Musimatics and Fibonacci! December 20, 2009Posted by Ragesh G R in Physics and Maths, Uncategorized.
Music and Maths! these two have always enamoured me, and more so when both of them are inter-linked.
One can write an epic on the mathematical fundamentals of music! But I want to focus on some of the interesting patterns in music.
For the benefit of people who don’t know let me touch upon the basics.

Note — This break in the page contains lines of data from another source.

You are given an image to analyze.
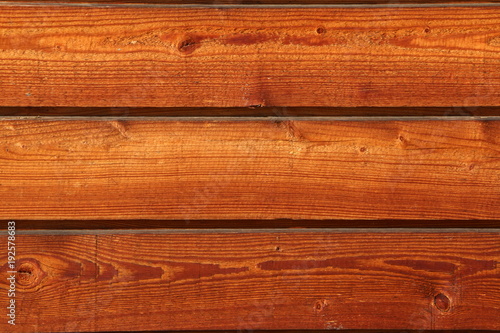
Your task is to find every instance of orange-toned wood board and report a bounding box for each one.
[0,230,498,332]
[0,5,499,107]
[0,118,498,220]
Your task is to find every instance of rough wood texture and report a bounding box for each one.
[1,230,498,332]
[0,5,499,107]
[0,118,498,220]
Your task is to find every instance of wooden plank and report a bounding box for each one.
[0,117,498,220]
[1,230,498,331]
[1,106,500,117]
[0,5,499,107]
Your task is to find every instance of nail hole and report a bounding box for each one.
[275,246,280,251]
[316,27,326,34]
[360,147,366,152]
[424,27,431,33]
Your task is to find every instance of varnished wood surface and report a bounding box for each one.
[1,230,498,331]
[0,118,498,220]
[1,106,500,117]
[0,5,499,107]
[0,2,498,333]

Let us take the 12 notes in the musical scale. If you play all twelve one after the other on the Piano, does n’t it “feel” like they are arranged like a stair-case, with equal intervals between steps? Yes, that’s exactly how your ear perceives it, “as if” it is an Arithmetic progression. But the truth is ou ears auditory response is logarithmic. Hence to give you a linear feel, their logs have to be in A.P. Hence actually, these notes are in Geometric Progression. That is, the ratio between each note is the same. What is this ratio?
Let’s look at 13 notes (inclduding the start of the next octave), say
C2, C2#, D2, D2#, E2, F2, F2#, G2, G2#, A2, A2#, B2, [C3... ] OR
Sa, Ri1, Ri2/Ga1, Ri3/Ga2, Ga3, Ma1, Ma2, Pa, Da1, Da2/Ni1, Da3/Ni2, Ni3, [Sa^...]

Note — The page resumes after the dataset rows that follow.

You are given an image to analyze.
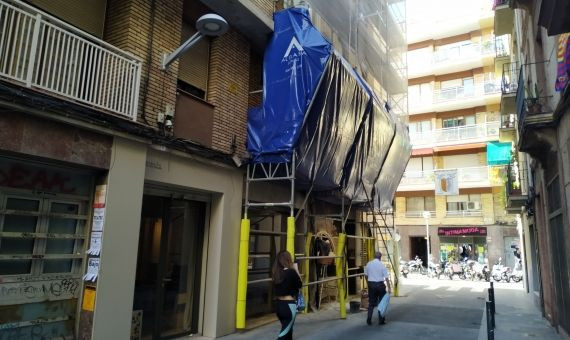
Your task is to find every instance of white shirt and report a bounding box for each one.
[364,259,389,282]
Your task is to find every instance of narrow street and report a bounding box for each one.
[213,277,531,340]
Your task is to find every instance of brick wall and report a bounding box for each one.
[248,51,264,109]
[104,0,183,128]
[207,29,251,156]
[249,0,274,19]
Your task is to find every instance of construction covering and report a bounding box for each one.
[247,7,410,204]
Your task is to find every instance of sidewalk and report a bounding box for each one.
[478,286,561,339]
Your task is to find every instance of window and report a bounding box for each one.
[408,83,433,107]
[409,120,432,135]
[0,194,87,276]
[406,156,434,172]
[178,21,210,99]
[406,196,435,215]
[442,115,476,128]
[446,194,481,214]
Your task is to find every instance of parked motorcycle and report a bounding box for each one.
[468,260,490,281]
[407,255,424,274]
[427,259,442,279]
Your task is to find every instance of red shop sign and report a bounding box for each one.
[438,227,487,236]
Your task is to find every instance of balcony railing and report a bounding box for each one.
[405,210,436,218]
[432,41,495,64]
[0,0,141,120]
[410,121,500,146]
[501,62,519,95]
[446,210,483,217]
[400,166,492,186]
[434,80,500,103]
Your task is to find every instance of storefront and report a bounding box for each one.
[438,227,488,263]
[0,156,96,338]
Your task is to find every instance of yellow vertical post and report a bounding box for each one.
[367,239,374,262]
[303,232,313,313]
[286,216,295,259]
[236,218,250,329]
[335,233,347,319]
[393,238,401,297]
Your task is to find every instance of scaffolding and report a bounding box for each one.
[236,156,401,328]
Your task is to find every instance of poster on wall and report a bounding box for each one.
[87,232,102,255]
[83,258,100,282]
[435,169,459,195]
[94,185,107,208]
[92,208,105,232]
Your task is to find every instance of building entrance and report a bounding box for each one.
[133,195,206,339]
[410,236,428,266]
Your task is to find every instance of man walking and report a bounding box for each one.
[364,251,392,325]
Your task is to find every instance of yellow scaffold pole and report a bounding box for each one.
[286,216,295,259]
[303,231,313,313]
[335,233,347,319]
[236,218,250,329]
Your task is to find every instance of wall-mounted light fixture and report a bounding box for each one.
[161,13,228,70]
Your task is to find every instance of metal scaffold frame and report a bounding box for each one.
[236,155,400,329]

The 12 notes are arranged in octaves, in way that, the same note in the next octave is twice its frequency. So C3 is twice the frequency of C2, OR Sa^ is the twice the frequency of Sa. Hence all the corresponding notes in the next octave is in phase with the notes in the current octave, because the notes in the next octave are overtones of the current octave tones.

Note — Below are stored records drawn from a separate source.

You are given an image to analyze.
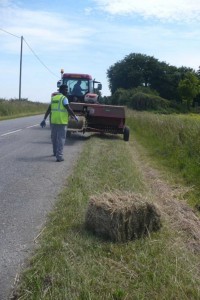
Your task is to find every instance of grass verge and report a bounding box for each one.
[12,133,200,299]
[0,99,48,120]
[127,110,200,208]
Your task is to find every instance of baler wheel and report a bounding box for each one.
[123,126,130,142]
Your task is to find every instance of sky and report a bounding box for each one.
[0,0,200,103]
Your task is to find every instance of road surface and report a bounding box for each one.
[0,115,85,299]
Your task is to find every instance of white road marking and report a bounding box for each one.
[1,129,22,136]
[0,124,41,137]
[26,124,39,129]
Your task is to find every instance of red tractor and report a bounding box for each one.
[55,70,130,141]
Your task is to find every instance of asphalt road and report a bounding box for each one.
[0,115,85,299]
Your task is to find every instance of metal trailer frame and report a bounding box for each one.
[67,102,130,141]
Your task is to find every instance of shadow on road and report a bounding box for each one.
[65,132,123,145]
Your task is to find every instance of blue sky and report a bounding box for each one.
[0,0,200,103]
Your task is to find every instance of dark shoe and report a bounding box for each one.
[56,158,64,162]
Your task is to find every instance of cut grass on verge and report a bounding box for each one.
[12,133,200,300]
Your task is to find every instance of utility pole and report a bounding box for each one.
[19,36,23,100]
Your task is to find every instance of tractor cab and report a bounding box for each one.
[57,70,102,103]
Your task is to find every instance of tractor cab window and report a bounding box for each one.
[63,78,89,96]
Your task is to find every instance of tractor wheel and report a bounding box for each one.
[66,131,71,138]
[123,126,130,142]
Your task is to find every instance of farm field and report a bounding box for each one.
[11,110,200,300]
[0,98,48,120]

Therefore, when two people sing Sa and Sa^ together, you won’t feel much difference, because every second cycle, the wavelengths synchronise.
Now we have 12 notes in GP and Freq(Sa^) = 2*Freq(Sa).
Therefore each notes is separated by (12th root of 2) or Antilog((1/12 )* log2) = 1.0594 ~~ 1.06
So every note is 1.06 times the previous note, and so (1.06)^12 = 2.
Now, I told you all these because, there are many interesting patterns based on it.
If you see, Sa and Pa are stable , that is they dont have any derivative frequencies, we can call them the base. That is why most musicians sing Sa, Pa, Sa^ before commencing the concert, so as to set the reference. But the beauty is still to come.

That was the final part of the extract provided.